Stepping from the line of fire

City’s armorer who aimed to keep police safe retires

3/7/2014
BY TAYLOR DUNGJEN
BLADE STAFF WRITER
Retiring Toledo police officer Roger White, left, is retiring and being replaced as armorer by fellow officer Bill Michalski. They are at the city’s shooting range at the Scott Park District Station.
Retiring Toledo police officer Roger White, left, is retiring and being replaced as armorer by fellow officer Bill Michalski. They are at the city’s shooting range at the Scott Park District Station.

Roger White’s desk was the cleanest Thursday it had been in 21 years.

The top was still littered with books and paperwork, hats, a box of ammunition. Some of it will find its way to a garbage can, some will stay, and some Officer White will take with him today when he leaves his Scott Park District Station office for the last time as a sworn city officer.

“I’m at that point and it’s time to go,” said Officer White, a 36-year veteran of the Toledo Police Department.

For most of his career, Officer White has been charged with making sure the city’s police officers know how to handle life-or-death situations.

As the department’s armorer, he has trained hundreds of men and women how to properly use their firearms and the best-practice tactics to keep them safe should they ever be involved in a gun battle on the streets.

“That’s why it’s so important to have people like Roger, it’s so important to have good people because this is what saves officers' lives, citizens’ lives. Proper training and proper technique,” Sgt.
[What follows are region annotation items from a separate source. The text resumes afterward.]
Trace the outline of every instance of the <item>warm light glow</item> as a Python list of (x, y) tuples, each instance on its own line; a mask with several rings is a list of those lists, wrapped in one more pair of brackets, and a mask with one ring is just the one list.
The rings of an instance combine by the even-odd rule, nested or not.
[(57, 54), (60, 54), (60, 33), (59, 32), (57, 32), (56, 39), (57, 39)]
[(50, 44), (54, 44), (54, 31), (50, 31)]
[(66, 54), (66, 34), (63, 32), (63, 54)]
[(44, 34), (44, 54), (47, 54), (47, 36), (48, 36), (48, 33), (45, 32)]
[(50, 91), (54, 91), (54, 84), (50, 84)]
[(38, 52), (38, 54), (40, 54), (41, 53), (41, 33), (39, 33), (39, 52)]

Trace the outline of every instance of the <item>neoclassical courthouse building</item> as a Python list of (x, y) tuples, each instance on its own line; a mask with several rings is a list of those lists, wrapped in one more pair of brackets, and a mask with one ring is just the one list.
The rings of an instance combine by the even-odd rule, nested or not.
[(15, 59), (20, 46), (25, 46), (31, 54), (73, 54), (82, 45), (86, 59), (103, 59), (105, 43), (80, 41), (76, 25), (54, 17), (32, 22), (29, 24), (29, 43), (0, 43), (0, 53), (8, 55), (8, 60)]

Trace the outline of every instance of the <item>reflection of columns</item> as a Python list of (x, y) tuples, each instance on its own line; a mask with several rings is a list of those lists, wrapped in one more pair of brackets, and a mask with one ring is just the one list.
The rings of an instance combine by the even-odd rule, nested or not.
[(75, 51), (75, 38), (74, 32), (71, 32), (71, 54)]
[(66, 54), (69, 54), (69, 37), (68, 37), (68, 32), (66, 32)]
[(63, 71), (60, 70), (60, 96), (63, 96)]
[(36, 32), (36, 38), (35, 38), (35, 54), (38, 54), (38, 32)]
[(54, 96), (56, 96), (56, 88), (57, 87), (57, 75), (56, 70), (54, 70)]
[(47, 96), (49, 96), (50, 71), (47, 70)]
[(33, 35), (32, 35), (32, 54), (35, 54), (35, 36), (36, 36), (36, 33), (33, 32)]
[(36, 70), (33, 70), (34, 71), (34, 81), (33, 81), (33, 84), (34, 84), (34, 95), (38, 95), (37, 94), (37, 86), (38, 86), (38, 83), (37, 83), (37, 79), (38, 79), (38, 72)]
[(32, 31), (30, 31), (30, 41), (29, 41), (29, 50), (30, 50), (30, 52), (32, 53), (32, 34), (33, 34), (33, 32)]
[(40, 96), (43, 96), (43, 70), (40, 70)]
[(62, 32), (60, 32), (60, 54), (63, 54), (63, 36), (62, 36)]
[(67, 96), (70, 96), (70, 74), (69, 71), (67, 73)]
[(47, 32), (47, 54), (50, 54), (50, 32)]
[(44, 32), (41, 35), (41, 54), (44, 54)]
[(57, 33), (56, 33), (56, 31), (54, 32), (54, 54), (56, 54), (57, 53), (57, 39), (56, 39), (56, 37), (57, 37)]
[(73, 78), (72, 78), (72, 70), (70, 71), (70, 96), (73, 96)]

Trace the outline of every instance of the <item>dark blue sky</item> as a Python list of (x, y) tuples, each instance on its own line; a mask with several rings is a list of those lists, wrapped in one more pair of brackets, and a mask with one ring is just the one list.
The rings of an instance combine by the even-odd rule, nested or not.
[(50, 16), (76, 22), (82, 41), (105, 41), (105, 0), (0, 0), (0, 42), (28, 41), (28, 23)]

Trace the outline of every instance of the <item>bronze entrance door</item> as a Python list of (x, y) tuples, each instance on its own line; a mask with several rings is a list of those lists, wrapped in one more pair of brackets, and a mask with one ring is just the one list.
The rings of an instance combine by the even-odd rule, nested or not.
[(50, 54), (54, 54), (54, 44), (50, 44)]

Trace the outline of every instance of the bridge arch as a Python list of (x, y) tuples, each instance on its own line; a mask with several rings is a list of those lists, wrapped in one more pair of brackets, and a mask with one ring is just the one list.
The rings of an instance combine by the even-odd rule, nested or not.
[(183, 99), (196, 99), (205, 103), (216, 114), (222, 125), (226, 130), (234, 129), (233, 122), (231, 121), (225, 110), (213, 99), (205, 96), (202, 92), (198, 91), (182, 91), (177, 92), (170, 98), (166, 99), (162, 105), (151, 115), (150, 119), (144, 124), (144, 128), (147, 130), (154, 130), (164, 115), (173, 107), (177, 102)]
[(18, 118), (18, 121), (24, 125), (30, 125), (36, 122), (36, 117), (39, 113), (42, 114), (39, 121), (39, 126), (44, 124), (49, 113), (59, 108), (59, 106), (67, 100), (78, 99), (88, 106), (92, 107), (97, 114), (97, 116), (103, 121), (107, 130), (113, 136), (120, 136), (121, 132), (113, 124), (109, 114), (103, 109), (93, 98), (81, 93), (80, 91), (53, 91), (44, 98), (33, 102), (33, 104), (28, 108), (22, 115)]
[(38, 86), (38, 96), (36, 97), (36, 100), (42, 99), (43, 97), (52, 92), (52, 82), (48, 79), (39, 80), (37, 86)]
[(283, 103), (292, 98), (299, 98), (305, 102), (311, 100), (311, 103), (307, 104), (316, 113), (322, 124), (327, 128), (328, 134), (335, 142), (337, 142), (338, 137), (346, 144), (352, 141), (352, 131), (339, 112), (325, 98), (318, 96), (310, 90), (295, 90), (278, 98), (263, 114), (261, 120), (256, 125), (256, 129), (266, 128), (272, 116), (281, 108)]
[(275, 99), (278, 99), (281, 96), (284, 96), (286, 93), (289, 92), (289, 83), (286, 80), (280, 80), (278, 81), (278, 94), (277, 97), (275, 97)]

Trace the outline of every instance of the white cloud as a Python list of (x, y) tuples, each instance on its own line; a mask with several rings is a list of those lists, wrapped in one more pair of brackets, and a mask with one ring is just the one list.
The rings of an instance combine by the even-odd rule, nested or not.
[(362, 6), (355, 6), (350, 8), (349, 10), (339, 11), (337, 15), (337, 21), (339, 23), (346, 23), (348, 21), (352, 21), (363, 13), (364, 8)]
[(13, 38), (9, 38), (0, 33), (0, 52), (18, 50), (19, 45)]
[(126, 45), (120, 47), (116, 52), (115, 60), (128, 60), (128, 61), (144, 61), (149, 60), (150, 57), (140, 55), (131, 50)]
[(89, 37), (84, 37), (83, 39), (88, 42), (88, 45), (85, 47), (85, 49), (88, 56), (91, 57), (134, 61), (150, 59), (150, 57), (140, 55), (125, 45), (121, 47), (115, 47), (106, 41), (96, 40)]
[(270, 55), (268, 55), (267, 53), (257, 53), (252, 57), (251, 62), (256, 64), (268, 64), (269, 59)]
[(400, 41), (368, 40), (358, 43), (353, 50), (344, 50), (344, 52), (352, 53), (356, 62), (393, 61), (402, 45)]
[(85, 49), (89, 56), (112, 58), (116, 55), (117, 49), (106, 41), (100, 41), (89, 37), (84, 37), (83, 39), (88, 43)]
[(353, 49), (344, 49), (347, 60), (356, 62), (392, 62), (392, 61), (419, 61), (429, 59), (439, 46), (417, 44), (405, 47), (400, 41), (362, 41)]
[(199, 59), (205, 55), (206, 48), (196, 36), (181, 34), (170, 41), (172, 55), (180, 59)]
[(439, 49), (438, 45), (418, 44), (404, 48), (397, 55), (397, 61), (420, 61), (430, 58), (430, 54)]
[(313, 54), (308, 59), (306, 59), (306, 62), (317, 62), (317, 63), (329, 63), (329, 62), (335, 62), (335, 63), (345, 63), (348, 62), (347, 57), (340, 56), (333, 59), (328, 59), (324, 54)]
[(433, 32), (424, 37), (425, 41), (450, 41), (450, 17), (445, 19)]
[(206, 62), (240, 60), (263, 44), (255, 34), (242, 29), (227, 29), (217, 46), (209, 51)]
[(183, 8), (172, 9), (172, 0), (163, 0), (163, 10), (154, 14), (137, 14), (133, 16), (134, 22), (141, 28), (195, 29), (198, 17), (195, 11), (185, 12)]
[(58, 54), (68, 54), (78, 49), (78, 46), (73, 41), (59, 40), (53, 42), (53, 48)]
Joe Heffernan said.

That responsibility now shifts onto the shoulders of Bill Michalski, another department veteran who has spent the past 19 years of his career as an officer inside Toledo Public Schools, most recently at Waite High School.

“I do miss the people and the kids, but it was time for me to do something else,” Officer Michalski said. “I’m trying to learn as much as I can from Officer White.”
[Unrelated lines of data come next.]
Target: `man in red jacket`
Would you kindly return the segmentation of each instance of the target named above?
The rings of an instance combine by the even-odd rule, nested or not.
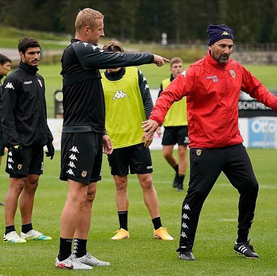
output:
[[[241,90],[277,111],[277,97],[239,62],[229,59],[234,41],[232,30],[225,25],[210,25],[207,31],[207,56],[176,77],[163,91],[142,127],[149,144],[170,106],[187,97],[190,175],[182,207],[178,257],[195,259],[192,249],[200,212],[223,171],[240,195],[234,250],[246,258],[257,259],[258,255],[247,238],[258,186],[242,144],[237,104]]]

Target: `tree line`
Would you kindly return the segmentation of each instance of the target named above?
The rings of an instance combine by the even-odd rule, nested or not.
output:
[[[207,40],[210,24],[225,24],[242,43],[277,42],[276,0],[0,1],[1,23],[74,34],[79,9],[105,15],[106,35],[156,42],[166,33],[172,43]]]

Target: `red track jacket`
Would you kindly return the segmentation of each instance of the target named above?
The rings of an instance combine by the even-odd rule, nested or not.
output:
[[[277,97],[239,62],[218,62],[208,51],[161,93],[149,117],[162,124],[174,102],[187,96],[190,148],[221,148],[241,142],[237,104],[241,90],[277,112]]]

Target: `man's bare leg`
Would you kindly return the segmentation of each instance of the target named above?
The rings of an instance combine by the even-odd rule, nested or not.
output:
[[[107,266],[110,263],[100,261],[87,253],[86,243],[90,227],[91,209],[96,194],[97,182],[90,183],[86,202],[81,209],[79,221],[74,234],[73,253],[78,261],[90,266]]]
[[[151,174],[138,174],[137,177],[143,192],[144,203],[148,209],[151,218],[153,219],[159,217],[158,197],[153,185]]]
[[[15,216],[17,208],[18,198],[26,181],[26,178],[10,178],[10,187],[5,200],[5,222],[6,227],[15,225]]]
[[[32,223],[32,213],[35,194],[39,184],[40,175],[28,175],[20,197],[19,208],[22,225]]]

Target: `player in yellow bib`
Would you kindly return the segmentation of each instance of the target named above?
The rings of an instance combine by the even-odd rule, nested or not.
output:
[[[103,50],[124,51],[117,41],[104,45]],[[114,150],[108,156],[115,184],[115,200],[119,230],[112,240],[129,237],[128,218],[129,200],[127,175],[136,174],[142,188],[144,202],[152,218],[156,238],[173,240],[161,221],[158,199],[153,185],[152,161],[149,149],[144,146],[141,122],[147,119],[153,103],[145,77],[133,67],[107,69],[102,75],[106,107],[106,128]]]
[[[178,75],[184,71],[183,61],[178,57],[172,58],[170,61],[170,78],[162,82],[159,95]],[[186,97],[176,102],[167,112],[163,123],[165,130],[162,137],[163,154],[166,161],[176,172],[172,185],[178,191],[184,190],[183,183],[187,165],[187,146],[188,144],[187,119],[187,117]],[[161,135],[161,127],[157,129],[157,133]],[[179,163],[177,163],[173,155],[173,147],[178,143]]]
The two have worked together for years — Officer Michalski has been a part-time firearms instructor for more than a decade — but the two have only had about three weeks together for transitional training.

Because Officer Michalski, a 25-year department veteran, has firearms training certification, much of what he’s absorbing from Officer White is how the range ticks and the armory operates. There’s also coordinating range time for in-service training and the current academy class, rifle, and Special Weapons and Tactics training, and making sure to include on the schedule the outside agencies that use Toledo’s range.
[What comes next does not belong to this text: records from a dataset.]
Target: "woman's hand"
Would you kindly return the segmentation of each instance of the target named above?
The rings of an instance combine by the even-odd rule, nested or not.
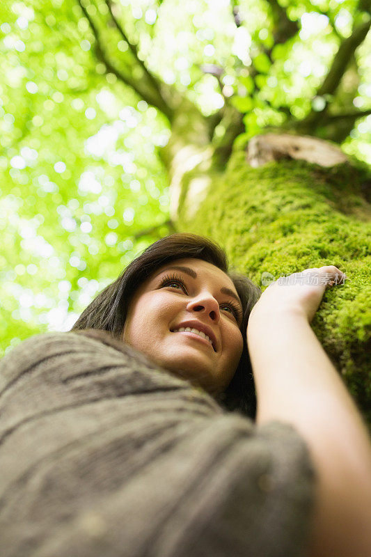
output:
[[[263,292],[251,313],[276,310],[293,310],[313,319],[324,291],[334,284],[343,284],[347,276],[337,267],[327,265],[305,269],[300,273],[280,277]]]

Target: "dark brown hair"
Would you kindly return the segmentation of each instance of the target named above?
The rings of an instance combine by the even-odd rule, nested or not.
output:
[[[226,252],[207,237],[196,234],[176,233],[152,244],[93,300],[71,331],[100,329],[109,331],[114,338],[120,339],[130,301],[138,288],[162,265],[183,258],[194,258],[212,263],[223,271],[235,285],[244,310],[240,327],[244,349],[230,384],[224,393],[218,395],[217,400],[226,409],[239,411],[255,418],[256,398],[246,333],[250,313],[262,292],[247,276],[236,272],[233,268],[228,270]]]

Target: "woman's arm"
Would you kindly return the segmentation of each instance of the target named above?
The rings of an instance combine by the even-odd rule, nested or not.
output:
[[[307,443],[318,478],[310,557],[370,557],[370,437],[310,326],[325,288],[275,283],[254,306],[247,342],[257,423],[289,422]]]

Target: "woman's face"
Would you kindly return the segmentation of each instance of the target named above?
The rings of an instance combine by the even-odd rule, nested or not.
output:
[[[218,393],[229,385],[242,354],[242,317],[235,287],[223,271],[200,259],[177,259],[141,285],[123,340],[159,366],[182,370],[192,382]],[[187,327],[204,331],[212,345],[196,333],[176,332]]]

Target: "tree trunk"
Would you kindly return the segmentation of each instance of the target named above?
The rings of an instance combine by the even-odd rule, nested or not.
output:
[[[370,177],[331,143],[291,136],[287,147],[287,136],[275,137],[279,148],[274,136],[260,136],[235,149],[223,171],[212,164],[211,145],[183,143],[182,167],[172,153],[172,219],[178,231],[219,242],[232,265],[263,290],[263,273],[276,280],[324,265],[345,272],[349,281],[326,291],[311,325],[371,425]],[[306,139],[319,144],[320,164],[301,158],[316,160]],[[321,166],[326,162],[334,166]]]

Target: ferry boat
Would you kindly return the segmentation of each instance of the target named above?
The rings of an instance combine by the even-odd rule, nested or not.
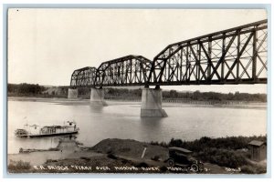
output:
[[[79,132],[74,121],[67,121],[68,125],[64,126],[45,126],[40,127],[37,125],[25,125],[24,128],[15,131],[17,137],[44,137],[52,136],[72,135]]]

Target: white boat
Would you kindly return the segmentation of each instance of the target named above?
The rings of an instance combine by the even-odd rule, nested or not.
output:
[[[15,131],[17,137],[44,137],[52,136],[72,135],[79,132],[74,121],[67,121],[64,126],[45,126],[40,127],[37,125],[25,125],[24,128],[18,128]]]

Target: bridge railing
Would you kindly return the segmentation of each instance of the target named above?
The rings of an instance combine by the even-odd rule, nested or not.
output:
[[[96,68],[89,66],[73,71],[70,79],[70,86],[92,86],[94,85],[95,73]]]
[[[103,62],[96,71],[94,86],[143,86],[148,82],[152,61],[142,56],[127,56]]]
[[[268,21],[166,46],[153,61],[127,56],[75,70],[70,86],[266,84]]]
[[[150,85],[267,82],[267,20],[172,44],[153,61]]]

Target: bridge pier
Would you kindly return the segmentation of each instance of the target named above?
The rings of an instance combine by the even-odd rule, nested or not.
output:
[[[102,88],[91,88],[90,104],[103,106],[108,106],[104,100],[104,90]]]
[[[164,117],[167,114],[162,109],[162,89],[144,87],[142,91],[141,116]]]
[[[78,88],[68,88],[68,98],[69,99],[78,98]]]

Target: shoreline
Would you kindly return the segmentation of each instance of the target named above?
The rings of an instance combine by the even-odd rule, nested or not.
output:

The armory is also responsible for maintaining officers’ firearms.

“I'm trying to learn multiple skill sets simultaneously,” Officer Michalski said. “Teaching, I’ve done that before, but range maintenance and armorer’s duties, I’ve done that before, but I still have quite a bit to learn.”

He has Officer White’s phone number handy, just in case.

“Might be retiree day every day,” Officer Michalski offered.

“No it won’t,” Officer White said.

Officer White joined the Toledo police department in 1977 — he was in the same class with a young Derrick Diggs, who would go on to become the department’s chief, before he recently retired.

As rookies, Officers White and Diggs were partners on two occasions — first a wagon crew on the city’s east side and then running an overnight shift out of the inner city in the areas of Bancroft Street and Franklin Avenue.

Officer White spent five years as a patrol officer until a motorcycle accident put him on light duty for a year in communications.

When the department started its SWAT team, Officer White was recruited for the unit and there received his firearms training certification.

In 1992, he put in for a full-time position at the range and armory and has been there since.

“It’s a way of life for me,” Officer White said. “It’s that professionalism of carrying a gun and responsibility involved in it and trying to pass that on.”

One of the lessons Officer White has to pass on to officers is how to react if they’re up against someone who, for whatever reason, wants them dead.

“When you have somebody that does get in a confrontation and they come back and say, ‘You know, I remembered what you said,’ that means a lot,” Officer White said. “They all get the training, and if they get into a gun fight then they come back and they say ‘I remember what you said and it made a difference,’ that's a lot. What more can you ask for?”